Now some fresh pickings from the Political Grapevine:

No Divorce Cites Koran

A female judge in Germany cited the Koran in her refusal to allow a Muslim woman permission to file for an immediate divorce over abuse by her husband, saying that the Koran allows a man to beat his wife. The woman in question said her husband not only beat her but also threatened to kill her.

Germans are outraged by the judge's decision. Top newspaper's headlines read: "Where are we living? Woman judge allows beating in marriage and invokes the Koran." And a government official said: "When the Koran takes precedence over the German Basic Law, then I can only say: Goodnight Germany."

A bias complaint against the judge was upheld, and another judge will now hear the case. That judge's interpretation may soon be outdated.

A new English-language version of the Koran reinterprets some words that feminists say have been used to justify the abuse of women. Specifically, the word "idrib" is often translated as "to beat." This version says it means, "to go away." Laleh Bakhtiar, the translator, hopes that her version will help make Islam friendlier toward women.

Democrats vs. Republicans

Today, more Americans align themselves with the Democratic party than with the Republican party, according to a new Pew Research Center poll.

Five years ago, the country was split evenly along partisan lines, with 43% on each side, but now, 50% say they lean toward supporting Democrats, while only 35% lean toward supporting Republicans.
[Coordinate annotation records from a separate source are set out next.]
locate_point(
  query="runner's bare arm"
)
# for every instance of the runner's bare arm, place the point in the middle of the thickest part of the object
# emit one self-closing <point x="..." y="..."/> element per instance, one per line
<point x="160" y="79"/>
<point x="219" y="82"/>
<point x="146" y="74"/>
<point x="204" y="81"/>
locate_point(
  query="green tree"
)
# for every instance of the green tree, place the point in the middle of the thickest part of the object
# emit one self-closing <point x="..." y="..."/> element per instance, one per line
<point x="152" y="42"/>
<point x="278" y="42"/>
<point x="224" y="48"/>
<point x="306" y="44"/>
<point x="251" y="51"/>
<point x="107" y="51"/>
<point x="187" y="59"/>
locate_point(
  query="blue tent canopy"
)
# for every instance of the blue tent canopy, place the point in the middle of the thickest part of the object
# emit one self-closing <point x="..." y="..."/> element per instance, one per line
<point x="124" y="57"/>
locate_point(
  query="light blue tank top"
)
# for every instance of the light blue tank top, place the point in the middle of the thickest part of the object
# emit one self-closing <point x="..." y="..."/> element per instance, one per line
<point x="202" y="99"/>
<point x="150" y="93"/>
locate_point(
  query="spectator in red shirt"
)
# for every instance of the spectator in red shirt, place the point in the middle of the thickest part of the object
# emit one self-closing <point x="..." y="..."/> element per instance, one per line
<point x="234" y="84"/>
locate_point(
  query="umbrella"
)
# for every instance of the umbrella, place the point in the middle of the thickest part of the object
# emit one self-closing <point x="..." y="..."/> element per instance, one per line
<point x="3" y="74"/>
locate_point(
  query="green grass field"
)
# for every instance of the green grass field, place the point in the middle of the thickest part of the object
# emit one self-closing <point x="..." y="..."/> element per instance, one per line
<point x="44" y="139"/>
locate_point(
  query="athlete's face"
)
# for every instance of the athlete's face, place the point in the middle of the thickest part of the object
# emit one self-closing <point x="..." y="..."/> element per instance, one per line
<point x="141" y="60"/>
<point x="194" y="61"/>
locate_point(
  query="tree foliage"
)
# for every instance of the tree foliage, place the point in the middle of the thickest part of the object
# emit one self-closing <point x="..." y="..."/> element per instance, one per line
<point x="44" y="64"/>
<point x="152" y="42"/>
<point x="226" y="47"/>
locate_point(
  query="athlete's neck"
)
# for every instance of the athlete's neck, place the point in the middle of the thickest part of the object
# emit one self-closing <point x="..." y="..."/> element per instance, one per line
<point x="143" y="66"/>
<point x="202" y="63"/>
There is a debate about whether this is a temporary swing in voter alliance based on the war in Iraq and other controversies, or whether it is a more lasting shift. But the pollsters say the shift mostly reflects independents moving away from Republicans, rather than a favorable assessment of Democrats.

E-mail Exchange

Among the 3,000 pages of documents recently released by the Department of Justice was an e-mail exchange involving fired U.S. attorney Carol Lam. She wrote to a Justice Department employee named David Margolis to thank him for his, "help and...valuable counsel over the years." Margolis ran his response to her by senior Justice Aide Michael Elston.

The Margolis note read, I am confident you will have great success in your new endeavor and I wish you all the best. When you come to D.C., I would like to take you to lunch on my expense account." Margolis' supervisor approved the sentiment — with one exception: "Fine," he wrote back, "except that you do not have an expense account."

X Files Open

And finally, France's space agency just opened its UFO files to the general public, inviting them to look online at the 1,600 carefully detailed cases registered since 1954.

Of those, about 25% are considered "type D," which means that the agency found the reports credible and has never been able to explain the phenomena. But officials said other reports do not merit a closer look.

"Cases such as the lady who reported seeing an object that looked like a flying roll of toilet paper," said one official, "are clearly not worth investigating."

—FOX News Channel's Martin Hill contributed to this report.